F. C. : Dès que l'argent entre en jeu de cette façon, c'est vrai, il ne peut plus y avoir d'engagement moral.

Donc, ce qu'ont fait Jung et Mischo n'est pas justifiable moralement ?

F. C. : En tout cas difficilement acceptable.

Est-ce que Jung est dès lors encore tolérable comme tête de liste ?

F. C. : Jung était membre du collège échevinal pendant six ans sans que cela ne dérange quelqu'un... Je crois plutôt que c'est la nouvelle équipe du POSL qui n'aime pas Jung.

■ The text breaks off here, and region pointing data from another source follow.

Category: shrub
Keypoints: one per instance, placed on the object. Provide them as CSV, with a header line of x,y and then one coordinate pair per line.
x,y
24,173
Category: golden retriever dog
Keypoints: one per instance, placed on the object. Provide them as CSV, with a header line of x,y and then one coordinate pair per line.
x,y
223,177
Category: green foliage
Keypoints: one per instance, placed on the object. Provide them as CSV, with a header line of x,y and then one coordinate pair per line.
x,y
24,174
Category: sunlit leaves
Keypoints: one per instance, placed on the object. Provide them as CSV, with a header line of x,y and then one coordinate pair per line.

P. C. : Je me demande d'ailleurs d'où vient cette popularité de Jung. Il est député depuis des années, mais il n'a encore jamais fait de déclaration programmatique, n'a encore jamais été rapporteur d'un projet de loi fondamental. Ce n'est pas une personnalité marquante du point de vue national et à Esch, c'est tout simplement une catastrophe. Il était en charge de la circulation : à Esch, c'est le chaos ! Il était en charge de la culture, il a mis tout son poids pour saboter le projet de la Kulturfabrik ! Le seul endroit où, à Esch, Créativité s'écrit avec un grand C... Et lorsque les machinations de Jung éclatèrent au grand jour, le PCS, avec sa présidente nationale en tête, a continué de le soutenir.

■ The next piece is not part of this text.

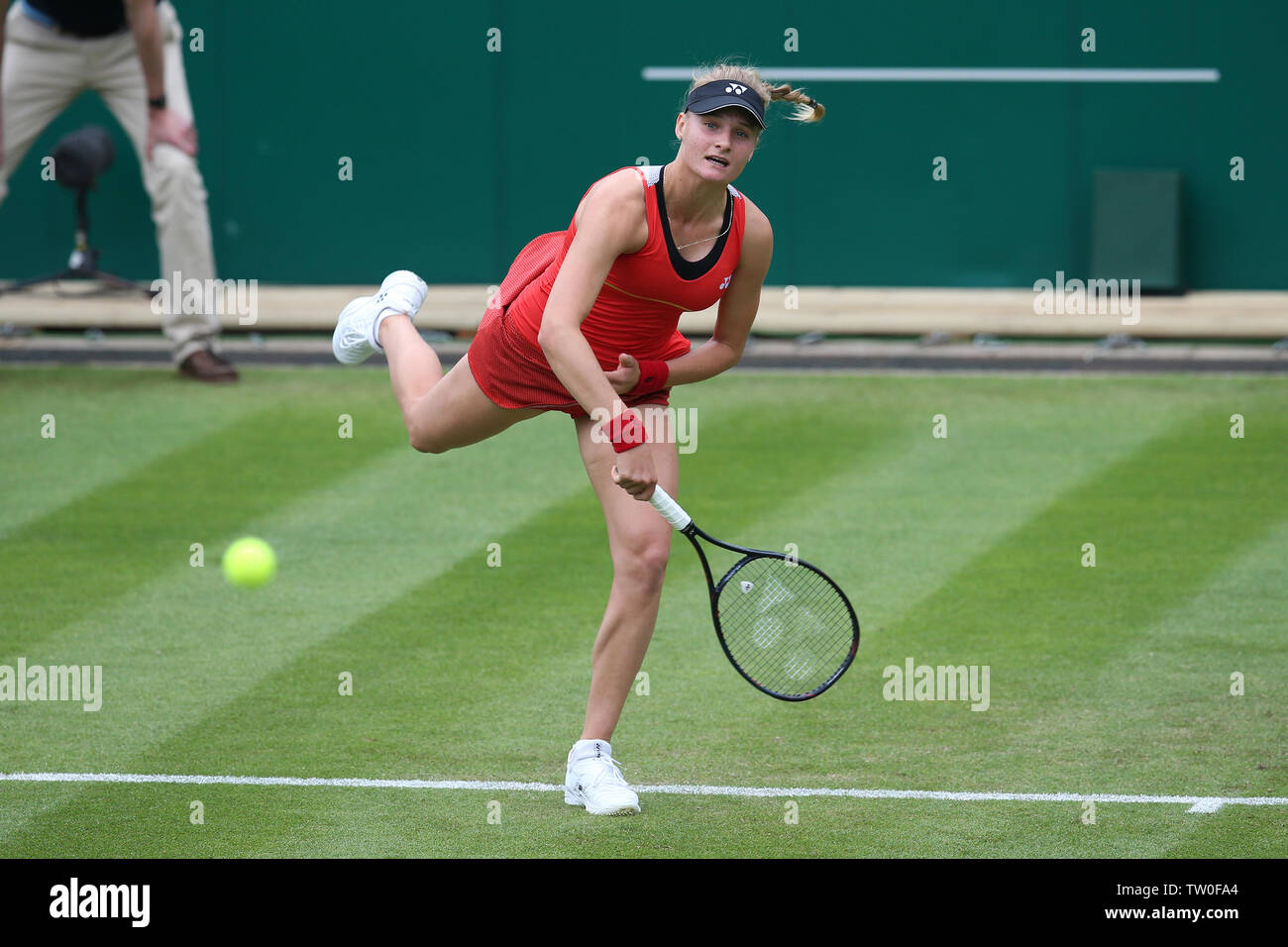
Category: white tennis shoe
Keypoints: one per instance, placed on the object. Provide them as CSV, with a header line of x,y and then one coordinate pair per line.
x,y
595,781
357,331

F. C. : Le parti a une influence minimale sur ses sections qui décident souverainement de la composition des listes. Il n'y avait que deux alternatives : soit Jung est tête de liste ou le PCS se présente sans tête de liste. Jung a pris sa décision, la section l'a soutenu et donc le parti doit vivre avec cette situation.

P. C. : Il ne faut cependant pas oublier que Jung est parvenu à faire le grand nettoyage dans les rangs du PCS et que la liste, telle qu'elle se présente, est composée, comme on dit à Esch, de créatures de Jung.

F. C. : Comme les candidats du POSL sont les créatures de Lydia Mutsch...

Déi Gréng et Déi Lénk ont annoncé qu'ils ne participeront pas à une coalition avec le PCS tant qu'il y aura Jung. Ne devraient pas tous les partis se positionner avant les élections ?

P. C. : Non, c'est trop dangereux. On ne sait pas à l'avance quel sera le rapport des forces après les élections. Les libéraux ont dit qu'ils ne voulaient pas Déi Lénk dans une coalition. Était-ce nécessaire ? Il faut toujours se laisser une marge de manoeuvre. Par rapport à Jung, je comprendrai une exclusive, bien qu'on ne sache pas comment réagirait l'électorat.

F. C. : Les déclarations de coalition avant les élections sont à éviter. On attend le verdict des urnes et puis on regarde ce qui est possible. Sinon, nous risquons une troisième élection. Si des partis sont exclus d'office et les autres ne trouvent pas de majorité par après, qu'est-ce qui se passera ?

Le seul parti à ne pas s'être prononcé contre l'ADR est le PCS. Une issue de secours pour l'après-30 avril ? 

F. C. : En théorie cette constellation est possible.

P. C. : Je ne crois pas que les candidats de l'ADR à Esch soient des fascistes ou des totalitaires, ce sont plutôt les rois de la politique de comptoir. Mais ce n'est pas avec cette approche politique qu'on gère une ville. Celà dit, je peux très bien m'imaginer une coalition entre le PCS et l'ADR : tous deux sont, à Esch, avides de pouvoir.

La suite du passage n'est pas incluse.